People decide whether truth is safe to bring
If you react badly when somebody brings you something difficult, they do not usually become more honest. They become later. The first reaction should not make them regret bringing it. That is the line. Psychological safety is not a soft idea — it is an operational one.
Bad news arrives early or late depending on that safety
The question is not whether bad news will exist. The question is whether it will travel early enough to be useful. That is where leadership really begins. If people do not tell you in time, that is on you.
Early truth improves decisions; delayed truth increases risk
Delayed information is one of the most dangerous things in an organisation. It does not merely hurt feelings. It delays decisions. And the mood at the top becomes culture faster than people think — not what is written on the values wall, but what gets repeated emotionally until people stop needing it explained.

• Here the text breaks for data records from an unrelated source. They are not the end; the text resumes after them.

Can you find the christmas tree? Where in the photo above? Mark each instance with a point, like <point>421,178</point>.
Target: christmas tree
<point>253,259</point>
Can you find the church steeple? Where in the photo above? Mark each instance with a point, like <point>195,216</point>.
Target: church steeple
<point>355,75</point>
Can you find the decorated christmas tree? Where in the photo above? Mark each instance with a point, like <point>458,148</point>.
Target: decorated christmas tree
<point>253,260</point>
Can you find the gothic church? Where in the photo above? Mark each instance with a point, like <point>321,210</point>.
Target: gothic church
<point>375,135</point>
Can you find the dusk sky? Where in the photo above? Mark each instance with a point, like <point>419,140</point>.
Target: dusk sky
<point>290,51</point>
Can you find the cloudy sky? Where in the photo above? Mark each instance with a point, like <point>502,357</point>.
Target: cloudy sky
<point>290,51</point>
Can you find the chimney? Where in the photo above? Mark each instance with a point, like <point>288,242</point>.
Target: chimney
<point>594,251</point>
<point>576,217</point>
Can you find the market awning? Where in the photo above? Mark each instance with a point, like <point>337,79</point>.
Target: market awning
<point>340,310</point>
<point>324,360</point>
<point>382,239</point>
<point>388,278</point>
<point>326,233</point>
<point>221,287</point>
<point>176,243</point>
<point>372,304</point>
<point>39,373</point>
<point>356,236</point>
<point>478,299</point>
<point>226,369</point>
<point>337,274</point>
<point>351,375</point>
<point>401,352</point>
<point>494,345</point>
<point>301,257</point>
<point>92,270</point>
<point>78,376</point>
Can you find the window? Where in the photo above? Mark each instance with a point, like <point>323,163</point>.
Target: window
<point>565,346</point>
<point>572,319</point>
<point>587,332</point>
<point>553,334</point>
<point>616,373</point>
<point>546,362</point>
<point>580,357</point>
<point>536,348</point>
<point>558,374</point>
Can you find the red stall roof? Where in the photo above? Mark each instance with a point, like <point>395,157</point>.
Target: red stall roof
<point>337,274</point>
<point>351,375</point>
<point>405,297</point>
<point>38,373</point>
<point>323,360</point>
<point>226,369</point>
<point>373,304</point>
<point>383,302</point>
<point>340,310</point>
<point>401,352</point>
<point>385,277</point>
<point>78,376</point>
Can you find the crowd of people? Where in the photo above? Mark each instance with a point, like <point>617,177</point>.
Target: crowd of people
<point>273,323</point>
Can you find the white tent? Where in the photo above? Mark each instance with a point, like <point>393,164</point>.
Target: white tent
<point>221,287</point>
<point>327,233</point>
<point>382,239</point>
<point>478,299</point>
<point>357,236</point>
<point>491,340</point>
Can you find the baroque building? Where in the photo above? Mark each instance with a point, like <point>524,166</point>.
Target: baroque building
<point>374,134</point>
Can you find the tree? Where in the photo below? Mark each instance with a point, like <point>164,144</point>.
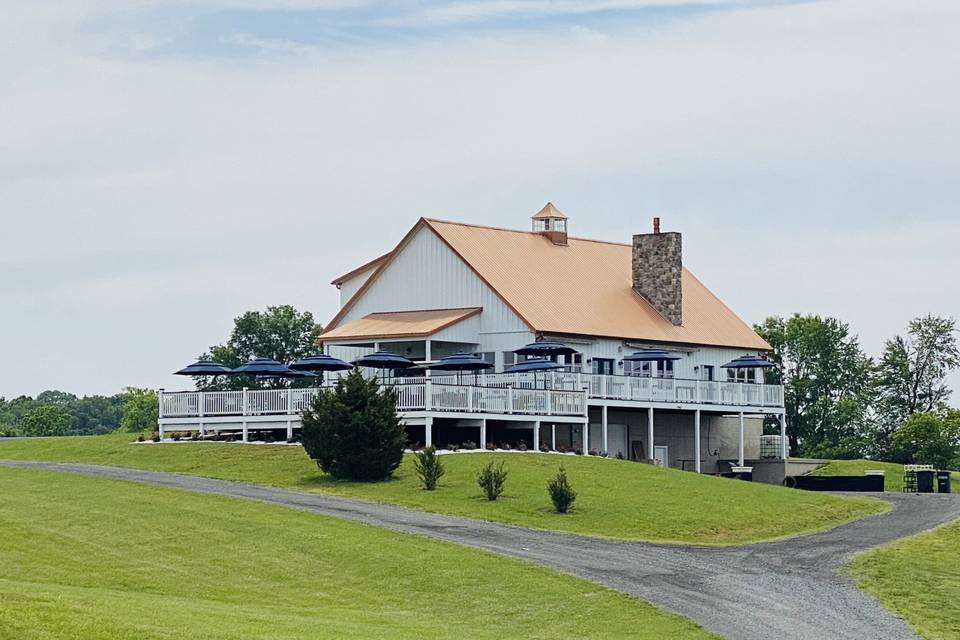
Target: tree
<point>827,383</point>
<point>56,397</point>
<point>281,333</point>
<point>428,467</point>
<point>353,432</point>
<point>46,420</point>
<point>140,410</point>
<point>928,438</point>
<point>561,493</point>
<point>911,375</point>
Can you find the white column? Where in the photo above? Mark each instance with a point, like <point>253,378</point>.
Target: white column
<point>650,433</point>
<point>603,423</point>
<point>784,446</point>
<point>427,354</point>
<point>696,440</point>
<point>740,458</point>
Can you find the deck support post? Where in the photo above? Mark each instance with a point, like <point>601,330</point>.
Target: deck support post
<point>696,440</point>
<point>604,427</point>
<point>784,446</point>
<point>650,433</point>
<point>740,457</point>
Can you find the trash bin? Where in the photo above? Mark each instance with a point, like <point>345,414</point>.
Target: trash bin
<point>943,482</point>
<point>925,481</point>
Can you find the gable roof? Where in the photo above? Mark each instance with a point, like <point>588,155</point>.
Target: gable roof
<point>400,324</point>
<point>582,288</point>
<point>366,266</point>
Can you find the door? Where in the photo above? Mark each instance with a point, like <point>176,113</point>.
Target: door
<point>660,455</point>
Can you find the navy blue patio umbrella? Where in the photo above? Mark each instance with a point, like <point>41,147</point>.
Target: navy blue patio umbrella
<point>384,360</point>
<point>263,367</point>
<point>320,363</point>
<point>460,362</point>
<point>748,362</point>
<point>202,368</point>
<point>545,349</point>
<point>651,355</point>
<point>533,365</point>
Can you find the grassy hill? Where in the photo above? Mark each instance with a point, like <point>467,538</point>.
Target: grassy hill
<point>917,578</point>
<point>96,559</point>
<point>616,498</point>
<point>893,476</point>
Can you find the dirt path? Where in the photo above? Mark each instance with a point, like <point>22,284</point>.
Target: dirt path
<point>788,590</point>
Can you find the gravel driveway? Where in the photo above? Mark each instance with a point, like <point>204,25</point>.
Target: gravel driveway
<point>784,590</point>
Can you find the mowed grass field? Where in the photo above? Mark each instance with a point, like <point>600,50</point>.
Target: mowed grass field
<point>917,578</point>
<point>616,498</point>
<point>94,559</point>
<point>893,472</point>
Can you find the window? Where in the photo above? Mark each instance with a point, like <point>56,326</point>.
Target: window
<point>632,368</point>
<point>742,375</point>
<point>648,369</point>
<point>603,366</point>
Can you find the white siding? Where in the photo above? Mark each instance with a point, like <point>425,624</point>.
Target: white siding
<point>351,286</point>
<point>428,275</point>
<point>692,358</point>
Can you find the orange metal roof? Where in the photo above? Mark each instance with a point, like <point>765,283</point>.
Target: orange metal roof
<point>399,324</point>
<point>586,288</point>
<point>548,211</point>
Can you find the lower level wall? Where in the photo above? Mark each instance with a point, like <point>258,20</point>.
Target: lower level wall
<point>719,437</point>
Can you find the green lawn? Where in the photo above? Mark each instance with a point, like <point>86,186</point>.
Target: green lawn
<point>616,498</point>
<point>893,478</point>
<point>917,578</point>
<point>94,559</point>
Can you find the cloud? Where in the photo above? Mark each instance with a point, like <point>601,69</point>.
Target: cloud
<point>148,199</point>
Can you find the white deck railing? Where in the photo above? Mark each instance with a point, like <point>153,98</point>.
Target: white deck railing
<point>637,388</point>
<point>418,395</point>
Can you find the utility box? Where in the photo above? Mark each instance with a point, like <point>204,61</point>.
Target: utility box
<point>925,481</point>
<point>943,482</point>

The mood at the top becomes culture faster than people think
This is the harder closing thought. Culture is not mainly what is written on the values wall. It is what gets repeated emotionally and behaviourally until people stop needing it explained.
- If the leader reacts badly, people learn caution.
- If the leader invites truth and stays steady, people learn honesty.
- If the leader radiates contempt, people learn politics.
- If the leader radiates composure, people learn that difficult things can be handled cleanly.
So yes, emotional contagion matters. Yes, fish rots from the head. Yes, if the company is not working, the leader's emotional effect on the system is one of the first places to look. That is not because leaders control everything. It is because they influence far more than they think.
Wake up happy.
Not because the news will always be good. Because you need people to keep waking you.
“Culture is not what is written on the values wall. It is what gets repeated emotionally until people stop needing it explained.”
“If you react badly enough the first time, they may hesitate the second.”